Am Praxistag erfuhren und erprobten die Mädchen und Jungen Simulationsbrillen für Grünen oder Grauen Star, Tunnelblick, starke Sehfeldeinschränkungen, Makuladegeneration, Halbseiten-Blindheit und Augenmasken zur Simulation kompletter Blindheit. So konnten die Schüler erste Erfahrungen sammeln, wie sich eine Sehbehinderung im Alltag auswirkt, etwa beim Essen und Trinken. Praktische Übungen wie Apfel schälen und zerteilen, Semmel aufschneiden und bestreichen, den Mitschüler mit Joghurt füttern, mit dem Blindenstock gehen, zeigten die alltäglichen Schwierigkeiten deutlich auf. In einer Tastkiste sollten Gegenstände erfühlt und mit einem Geräusch-Memory gleiche Paare auditiv erfasst werden. Das Lotsen von Sehbehinderten und (Ball-)Spiele, bei denen Behinderte in die sehende Gruppe integriert werden, ergänzten die praktischen Übungen.

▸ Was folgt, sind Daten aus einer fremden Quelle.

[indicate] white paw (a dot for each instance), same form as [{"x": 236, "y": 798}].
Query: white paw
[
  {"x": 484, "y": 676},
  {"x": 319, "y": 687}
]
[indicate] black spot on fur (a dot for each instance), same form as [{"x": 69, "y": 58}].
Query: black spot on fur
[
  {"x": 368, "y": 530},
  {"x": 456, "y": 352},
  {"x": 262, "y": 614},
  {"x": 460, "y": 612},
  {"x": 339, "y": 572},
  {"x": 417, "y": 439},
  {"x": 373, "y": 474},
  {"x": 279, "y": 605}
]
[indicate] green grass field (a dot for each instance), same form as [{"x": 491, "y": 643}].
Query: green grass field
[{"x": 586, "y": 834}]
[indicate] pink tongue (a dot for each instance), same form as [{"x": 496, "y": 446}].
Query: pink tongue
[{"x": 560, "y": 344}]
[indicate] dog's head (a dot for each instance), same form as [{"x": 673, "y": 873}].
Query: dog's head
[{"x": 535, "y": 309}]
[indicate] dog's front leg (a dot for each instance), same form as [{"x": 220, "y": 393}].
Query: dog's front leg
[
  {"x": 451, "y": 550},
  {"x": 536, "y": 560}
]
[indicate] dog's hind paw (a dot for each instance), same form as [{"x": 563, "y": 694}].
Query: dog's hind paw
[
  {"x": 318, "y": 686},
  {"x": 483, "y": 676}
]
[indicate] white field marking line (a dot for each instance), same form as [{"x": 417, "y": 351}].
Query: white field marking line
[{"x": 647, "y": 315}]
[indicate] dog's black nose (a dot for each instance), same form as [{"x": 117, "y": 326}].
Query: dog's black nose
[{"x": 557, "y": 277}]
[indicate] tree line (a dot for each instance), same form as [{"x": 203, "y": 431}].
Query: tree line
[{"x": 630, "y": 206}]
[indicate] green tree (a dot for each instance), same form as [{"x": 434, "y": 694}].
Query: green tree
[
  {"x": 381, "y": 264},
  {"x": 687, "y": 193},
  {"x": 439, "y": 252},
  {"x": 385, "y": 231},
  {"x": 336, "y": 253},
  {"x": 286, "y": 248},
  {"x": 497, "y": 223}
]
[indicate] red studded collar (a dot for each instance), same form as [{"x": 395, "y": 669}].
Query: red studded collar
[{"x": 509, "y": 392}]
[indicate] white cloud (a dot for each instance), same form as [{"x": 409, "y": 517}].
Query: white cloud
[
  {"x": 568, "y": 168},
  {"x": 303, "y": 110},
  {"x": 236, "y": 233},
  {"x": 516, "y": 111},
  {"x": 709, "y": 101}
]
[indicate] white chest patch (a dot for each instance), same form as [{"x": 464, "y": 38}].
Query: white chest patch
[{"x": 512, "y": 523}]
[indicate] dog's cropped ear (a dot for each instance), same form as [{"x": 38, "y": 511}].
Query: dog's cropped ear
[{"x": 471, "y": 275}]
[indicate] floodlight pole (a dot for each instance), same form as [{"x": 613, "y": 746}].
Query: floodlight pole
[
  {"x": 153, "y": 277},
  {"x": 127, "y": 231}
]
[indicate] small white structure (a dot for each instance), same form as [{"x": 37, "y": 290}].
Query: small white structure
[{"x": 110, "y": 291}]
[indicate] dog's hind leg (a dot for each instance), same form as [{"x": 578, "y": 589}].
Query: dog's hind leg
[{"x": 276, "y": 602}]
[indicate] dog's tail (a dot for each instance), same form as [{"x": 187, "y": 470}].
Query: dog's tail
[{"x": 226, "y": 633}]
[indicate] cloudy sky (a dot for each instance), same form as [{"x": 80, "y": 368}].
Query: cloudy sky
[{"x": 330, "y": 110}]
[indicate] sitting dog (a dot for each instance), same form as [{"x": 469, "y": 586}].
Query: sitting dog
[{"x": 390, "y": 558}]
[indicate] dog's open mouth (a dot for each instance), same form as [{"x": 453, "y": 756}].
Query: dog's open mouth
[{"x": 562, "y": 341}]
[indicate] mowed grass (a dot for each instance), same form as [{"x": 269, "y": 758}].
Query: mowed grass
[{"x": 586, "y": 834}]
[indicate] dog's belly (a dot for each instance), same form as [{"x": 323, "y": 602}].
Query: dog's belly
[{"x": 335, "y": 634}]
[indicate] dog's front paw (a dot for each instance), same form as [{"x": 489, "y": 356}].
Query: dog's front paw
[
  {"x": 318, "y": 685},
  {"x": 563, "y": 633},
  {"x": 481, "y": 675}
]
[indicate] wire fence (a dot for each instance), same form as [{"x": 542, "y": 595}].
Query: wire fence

Am Ende waren sich alle einig, wie vergleichsweise schwierig der Alltag eines Sehbehinderten oder gar Blinden ist, wie kompliziert das Erlernen der Blindenschrift sein muss, welch großen Respekt ein selbstständig lebender Behinderter für seine Leistungen verdient - für die "normalen" Mädchen und Jungen eine überaus spannende Erfahrung.